In today’s environment, where 87 percent of the world has a mobile-cellular subscription (pdf). businesses cannot afford to lose a significant portion of the mobile audience due to incompatibility with certain browsers, devices or platforms. For a company to reach its mobile target market, it must provide online content that spans multiple devices and platforms.
The cross-platform experience matured dramatically in 2011 with the introduction of HTML 5, a new Web standard that is expected to be an official W3C specification by 2014. HTML 5 mobile Web apps deliver richer user experiences and greater complexity of graphics with game-like interactivity. Prior to this improvement, those who deployed content were limited to Adobe Flash, which is incompatible with some of the most popular mobile platforms.
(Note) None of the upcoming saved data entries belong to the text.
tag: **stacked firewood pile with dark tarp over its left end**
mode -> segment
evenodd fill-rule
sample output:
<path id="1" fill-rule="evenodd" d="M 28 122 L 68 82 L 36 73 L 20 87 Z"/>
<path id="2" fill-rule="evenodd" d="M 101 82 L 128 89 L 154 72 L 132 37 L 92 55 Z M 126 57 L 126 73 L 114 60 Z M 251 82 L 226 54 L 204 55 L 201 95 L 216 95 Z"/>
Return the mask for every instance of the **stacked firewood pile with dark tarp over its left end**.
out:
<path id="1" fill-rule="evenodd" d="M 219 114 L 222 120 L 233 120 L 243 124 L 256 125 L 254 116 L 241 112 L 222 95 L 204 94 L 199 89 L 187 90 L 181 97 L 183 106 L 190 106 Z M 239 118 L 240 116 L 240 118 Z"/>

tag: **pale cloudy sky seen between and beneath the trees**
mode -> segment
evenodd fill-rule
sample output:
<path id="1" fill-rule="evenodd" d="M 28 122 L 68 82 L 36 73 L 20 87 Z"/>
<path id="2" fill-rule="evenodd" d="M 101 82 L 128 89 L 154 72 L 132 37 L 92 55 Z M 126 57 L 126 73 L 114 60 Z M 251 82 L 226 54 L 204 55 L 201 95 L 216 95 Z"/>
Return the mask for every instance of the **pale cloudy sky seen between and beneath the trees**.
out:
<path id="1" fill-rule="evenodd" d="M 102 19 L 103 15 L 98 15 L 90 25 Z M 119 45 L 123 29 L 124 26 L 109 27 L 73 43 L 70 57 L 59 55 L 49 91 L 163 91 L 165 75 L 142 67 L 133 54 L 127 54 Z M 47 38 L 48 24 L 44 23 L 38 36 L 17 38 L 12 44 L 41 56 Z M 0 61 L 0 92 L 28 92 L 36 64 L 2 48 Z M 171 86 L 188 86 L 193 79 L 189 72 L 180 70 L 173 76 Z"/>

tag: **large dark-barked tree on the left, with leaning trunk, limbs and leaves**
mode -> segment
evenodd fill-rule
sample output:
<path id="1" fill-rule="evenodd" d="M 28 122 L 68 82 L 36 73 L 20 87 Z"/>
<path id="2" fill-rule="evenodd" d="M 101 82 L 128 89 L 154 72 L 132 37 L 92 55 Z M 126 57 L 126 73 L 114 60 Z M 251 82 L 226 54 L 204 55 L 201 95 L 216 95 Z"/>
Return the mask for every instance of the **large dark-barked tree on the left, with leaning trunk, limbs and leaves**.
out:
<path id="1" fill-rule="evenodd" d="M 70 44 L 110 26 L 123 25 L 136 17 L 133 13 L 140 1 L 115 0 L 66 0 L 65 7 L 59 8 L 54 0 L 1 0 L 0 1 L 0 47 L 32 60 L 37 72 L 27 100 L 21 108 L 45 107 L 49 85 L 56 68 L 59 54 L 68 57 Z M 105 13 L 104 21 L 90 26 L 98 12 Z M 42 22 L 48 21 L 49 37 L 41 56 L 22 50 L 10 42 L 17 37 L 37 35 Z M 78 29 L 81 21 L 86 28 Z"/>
Mobile compatibility wasn’t even a consideration for companies developing Web experiences, until recently. According to research by Ericsson, approximately 40 percent of all mobile phones sold in Q2 of 2012 were smartphones. This trend has driven mobile compatibility toward the top of the priority list, and a focus on mobile optimization has become a base-level requirement. Marketers now routinely consider, “How will this app work on an iPhone or an Android or a Samsung tablet?” Ultimately, awareness of this critical engagement element leads to higher quality and more satisfying user experiences.
Trends suggest the future lies in cross-platform development with HTML 5; however, mobile apps still make sense in many situations. When choosing between a native app and a mobile website, program intent and objectives should guide the decision-making process.